While it’s hard to imagine obesity as an inflammatory disease, it is associated with increased production of pro-inflammatory chemicals, or cytokines. These molecules largely come from the fat tissue itself, which acts like an organ pumping out hormones and inflammatory substances.
If you have more fat than you need, especially around the internal organs such as the liver, heart, kidneys, pancreas, and intestines, your metabolism will suffer. This type of fat which is often pronounced in obese individuals, spells double trouble in the body.
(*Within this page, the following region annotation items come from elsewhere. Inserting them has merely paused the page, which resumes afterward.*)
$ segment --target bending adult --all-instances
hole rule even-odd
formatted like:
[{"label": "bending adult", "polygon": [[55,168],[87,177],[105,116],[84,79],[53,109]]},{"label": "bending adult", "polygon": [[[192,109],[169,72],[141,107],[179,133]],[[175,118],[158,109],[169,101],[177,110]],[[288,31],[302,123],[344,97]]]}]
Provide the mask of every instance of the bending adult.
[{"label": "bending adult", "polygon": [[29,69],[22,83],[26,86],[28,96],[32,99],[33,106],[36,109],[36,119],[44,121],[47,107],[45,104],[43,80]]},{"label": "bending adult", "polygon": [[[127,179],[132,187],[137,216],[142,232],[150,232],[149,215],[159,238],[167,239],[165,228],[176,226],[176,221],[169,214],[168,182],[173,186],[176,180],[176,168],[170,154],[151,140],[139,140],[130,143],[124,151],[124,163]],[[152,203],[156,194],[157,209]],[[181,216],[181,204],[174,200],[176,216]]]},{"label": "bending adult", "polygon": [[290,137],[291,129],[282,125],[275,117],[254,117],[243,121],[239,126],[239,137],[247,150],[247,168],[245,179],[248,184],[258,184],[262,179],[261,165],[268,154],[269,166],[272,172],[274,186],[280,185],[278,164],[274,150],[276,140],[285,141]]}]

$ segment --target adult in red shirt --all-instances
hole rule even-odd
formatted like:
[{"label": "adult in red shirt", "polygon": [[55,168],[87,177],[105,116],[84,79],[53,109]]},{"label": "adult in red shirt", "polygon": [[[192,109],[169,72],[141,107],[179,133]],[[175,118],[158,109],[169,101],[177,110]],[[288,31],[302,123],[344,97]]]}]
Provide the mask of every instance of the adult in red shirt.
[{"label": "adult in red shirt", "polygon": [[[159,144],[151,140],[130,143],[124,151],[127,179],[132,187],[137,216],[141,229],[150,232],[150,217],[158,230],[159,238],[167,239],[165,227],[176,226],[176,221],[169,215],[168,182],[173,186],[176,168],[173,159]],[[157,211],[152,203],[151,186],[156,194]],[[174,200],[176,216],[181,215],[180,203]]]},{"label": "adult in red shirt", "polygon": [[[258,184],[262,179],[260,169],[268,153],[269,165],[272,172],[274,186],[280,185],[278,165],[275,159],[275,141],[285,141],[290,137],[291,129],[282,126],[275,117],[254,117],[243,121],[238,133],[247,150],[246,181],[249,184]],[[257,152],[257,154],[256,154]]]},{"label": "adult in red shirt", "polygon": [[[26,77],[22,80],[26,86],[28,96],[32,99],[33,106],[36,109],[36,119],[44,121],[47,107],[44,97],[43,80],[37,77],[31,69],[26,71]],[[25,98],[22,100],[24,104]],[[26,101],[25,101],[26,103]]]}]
The number of health conditions now linked to deep internal fat is tremendous, from the obvious ones such as obesity and metabolic syndrome to the not-so-obvious – cancer, autoimmune disorders, and brain disease. The danger of deep internal fat explains why your waist size is often a measure of “health”; the roundness of your belly predicts future health challenges and mortality. Put simply, the higher your waist circumference, the higher your risk for disease and death.
The ratio of bacteria types in the gut is important. Most gut microbial species belong to four major phyla: Firmicutes, Actinobacteria, Proteobacteria and Bacteroidetes. Changes in the ratio of Firmicutes and Bacteroidetes correlates with obesity. Multiple studies show that when the number of Firmicutes* is reduced, so is the risk for metabolic problems like diabetes. On the other hand, when the number of Bacteroidetes* is low, there is increased gut permeability, which in turn raises all kinds of risks, not the least of which is immune system mayhem, inflammation, and farther down the road brain-related disorders and diseases, from depression to Alzheimer’s.
Exercise serves a role in promoting the right balance of microbes. We’ve long known about the benefits of exercise in general, but it turns out that its impact in weight loss and management isn’t just about burning more calories. New science reveals that exercise positively influences the gut’s balance of bacteria to favour colonies that prevent weight gain.
We can see how important it is for our gut microbes to be balanced and to contain all the right beneficial bacteria needed to avoid inflammation which you can get from the food you eat, exercise and of course a good probiotic. Rawbiotics probiotics ensure diversity and balance of the gut bacteria which directly affect our overall health.
Our microbes are our partners throughout life, and if we can nurture and care for them, they will in turn protect us, the human bodies that they call home.
* Firmicutes: Often the most common phylum found in the modern human gut microbiome, Firmicutes aid in the digestion of fat, which is required for energy. Firmicutes are linked to a higher risk of obesity and inflammation.
* Bacteroidetes: The common gut microbes, Bacteroidetes, are thought to be key players in protecting us against obesity and disease because they do not digest fat well. In the modern human gut microbiome,Bacteroidetes are often seen in decreased numbers due to poor diet and lifestyle choices.